The management of bookmarks
These apps have not changed much in terms of their inner workings: tallies of "upvotes" (likes, plus-ones, reactions, "updoots" ... what have you) and "subscribers" (followers, friends ... you get the picture) still prevail. However, I one should find more value in features such as "bookmarks" (or playlists, galleries, etc.)
The comeback of blogging
The final destination for all this "information gathering" remains unclear. Perhaps it stems from the need to organize sets of knowledge or even "bits of stimuli" into some sort of coherent, holistic system. The old personal blog might also come back into fashion. Especially with a well-designed or custom-made platform, one can build without even the sky as the limit.

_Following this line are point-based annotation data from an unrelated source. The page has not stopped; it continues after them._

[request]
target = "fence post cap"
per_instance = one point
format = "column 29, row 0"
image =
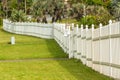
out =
column 100, row 25
column 110, row 21
column 86, row 26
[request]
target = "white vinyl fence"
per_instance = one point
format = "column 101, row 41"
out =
column 27, row 28
column 97, row 48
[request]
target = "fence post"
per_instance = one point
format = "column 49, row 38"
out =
column 77, row 47
column 110, row 22
column 100, row 26
column 81, row 44
column 92, row 47
column 86, row 45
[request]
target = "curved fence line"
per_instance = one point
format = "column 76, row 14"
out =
column 97, row 48
column 33, row 29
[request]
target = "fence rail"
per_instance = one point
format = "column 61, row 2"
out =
column 97, row 48
column 33, row 29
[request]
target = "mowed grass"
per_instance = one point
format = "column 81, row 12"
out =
column 30, row 68
column 48, row 70
column 28, row 47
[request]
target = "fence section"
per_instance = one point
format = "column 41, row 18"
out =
column 34, row 29
column 97, row 48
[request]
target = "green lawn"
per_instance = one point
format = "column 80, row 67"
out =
column 28, row 47
column 48, row 70
column 31, row 68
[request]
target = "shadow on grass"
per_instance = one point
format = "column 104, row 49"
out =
column 74, row 67
column 54, row 49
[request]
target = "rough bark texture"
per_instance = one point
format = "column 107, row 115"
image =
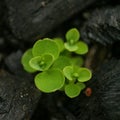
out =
column 30, row 19
column 104, row 103
column 103, row 26
column 18, row 94
column 18, row 97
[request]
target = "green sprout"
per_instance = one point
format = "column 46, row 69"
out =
column 58, row 64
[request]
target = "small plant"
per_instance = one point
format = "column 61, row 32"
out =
column 59, row 64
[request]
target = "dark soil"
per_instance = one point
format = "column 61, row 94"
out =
column 23, row 22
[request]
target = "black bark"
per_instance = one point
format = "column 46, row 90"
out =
column 30, row 19
column 103, row 26
column 18, row 95
column 104, row 102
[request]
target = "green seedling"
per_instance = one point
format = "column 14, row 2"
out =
column 59, row 64
column 73, row 44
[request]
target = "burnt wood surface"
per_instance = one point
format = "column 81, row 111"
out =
column 18, row 95
column 104, row 102
column 30, row 19
column 103, row 26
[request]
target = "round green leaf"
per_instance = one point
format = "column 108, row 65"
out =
column 72, row 36
column 72, row 90
column 61, row 62
column 50, row 81
column 71, row 47
column 82, row 48
column 27, row 56
column 78, row 61
column 68, row 72
column 60, row 43
column 82, row 85
column 45, row 46
column 71, row 72
column 41, row 63
column 84, row 75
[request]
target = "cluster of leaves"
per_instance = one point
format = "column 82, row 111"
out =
column 59, row 64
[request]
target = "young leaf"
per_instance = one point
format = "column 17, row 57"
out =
column 72, row 90
column 60, row 43
column 82, row 48
column 84, row 75
column 71, row 72
column 61, row 62
column 82, row 85
column 72, row 36
column 68, row 72
column 50, row 81
column 45, row 46
column 27, row 56
column 71, row 47
column 76, row 61
column 41, row 63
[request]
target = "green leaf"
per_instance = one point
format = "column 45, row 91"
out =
column 71, row 47
column 41, row 63
column 82, row 48
column 27, row 56
column 72, row 90
column 45, row 46
column 61, row 62
column 50, row 81
column 84, row 75
column 68, row 72
column 77, row 60
column 71, row 72
column 72, row 36
column 60, row 43
column 82, row 85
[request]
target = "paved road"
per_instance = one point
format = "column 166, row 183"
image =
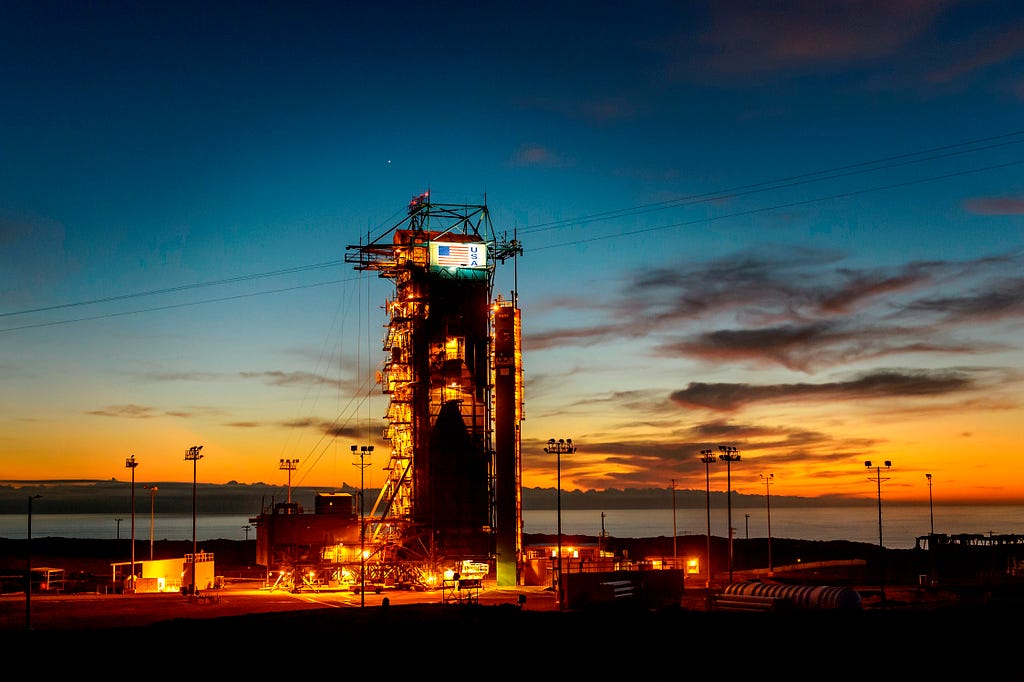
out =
column 80, row 611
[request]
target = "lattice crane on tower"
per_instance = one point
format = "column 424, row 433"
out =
column 453, row 370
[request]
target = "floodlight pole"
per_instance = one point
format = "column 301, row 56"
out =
column 290, row 465
column 364, row 452
column 729, row 456
column 153, row 507
column 708, row 458
column 28, row 569
column 558, row 448
column 768, row 479
column 131, row 464
column 878, row 478
column 193, row 455
column 674, row 553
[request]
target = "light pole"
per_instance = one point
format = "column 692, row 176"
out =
column 153, row 506
column 931, row 516
column 768, row 479
column 562, row 445
column 131, row 464
column 882, row 550
column 729, row 456
column 364, row 451
column 931, row 535
column 193, row 455
column 290, row 465
column 708, row 458
column 28, row 569
column 674, row 553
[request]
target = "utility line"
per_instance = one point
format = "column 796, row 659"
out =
column 814, row 176
column 843, row 195
column 779, row 183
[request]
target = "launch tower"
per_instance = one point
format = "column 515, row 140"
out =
column 453, row 369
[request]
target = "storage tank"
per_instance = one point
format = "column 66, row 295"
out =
column 800, row 596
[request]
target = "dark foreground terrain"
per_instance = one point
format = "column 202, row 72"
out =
column 968, row 624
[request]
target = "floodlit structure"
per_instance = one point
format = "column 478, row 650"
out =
column 453, row 371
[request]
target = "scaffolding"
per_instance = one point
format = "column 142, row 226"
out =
column 448, row 492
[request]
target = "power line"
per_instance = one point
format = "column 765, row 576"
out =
column 779, row 183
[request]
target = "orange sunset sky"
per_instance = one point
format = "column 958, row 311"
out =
column 742, row 224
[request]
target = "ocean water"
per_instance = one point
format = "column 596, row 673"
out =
column 901, row 525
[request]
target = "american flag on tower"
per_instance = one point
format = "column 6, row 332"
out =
column 452, row 254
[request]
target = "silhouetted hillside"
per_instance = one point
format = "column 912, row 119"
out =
column 98, row 497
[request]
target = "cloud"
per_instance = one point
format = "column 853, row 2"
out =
column 126, row 411
column 32, row 256
column 987, row 48
column 802, row 309
column 995, row 205
column 881, row 384
column 279, row 378
column 754, row 37
column 536, row 155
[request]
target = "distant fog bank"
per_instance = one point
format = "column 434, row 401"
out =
column 92, row 497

Bookmark management and blogging have become more important than making more friends. In fact, it might just help with the quality of existing friends.
Following topics over following people
In the 2010's, we probably all used to follow people (or more accurately, accounts by people). Nowadays, the tendency has shifted towards following topics. The internet has now become a banal tool for information gathering. It simply serves the purpose of helping the "irl" (in real life, to use an old acronym).
No more following of "celebrities" or "big accounts" but simply following ideas! Insights over influencers!
Discarding some apps
Deleting apps don't necessarily mean they "suck". One just no longer has the mental bandwidth to scroll through more than six or seven apps every day. Also, to name-drop Metcalfe's Law (the idea that an app is more useful if more people use it), not much activity (that interests me) happens on many other apps with which we still have accounts: does anyone still use Facebook?
We all have to pick our battles (or more accurately, battlefields)!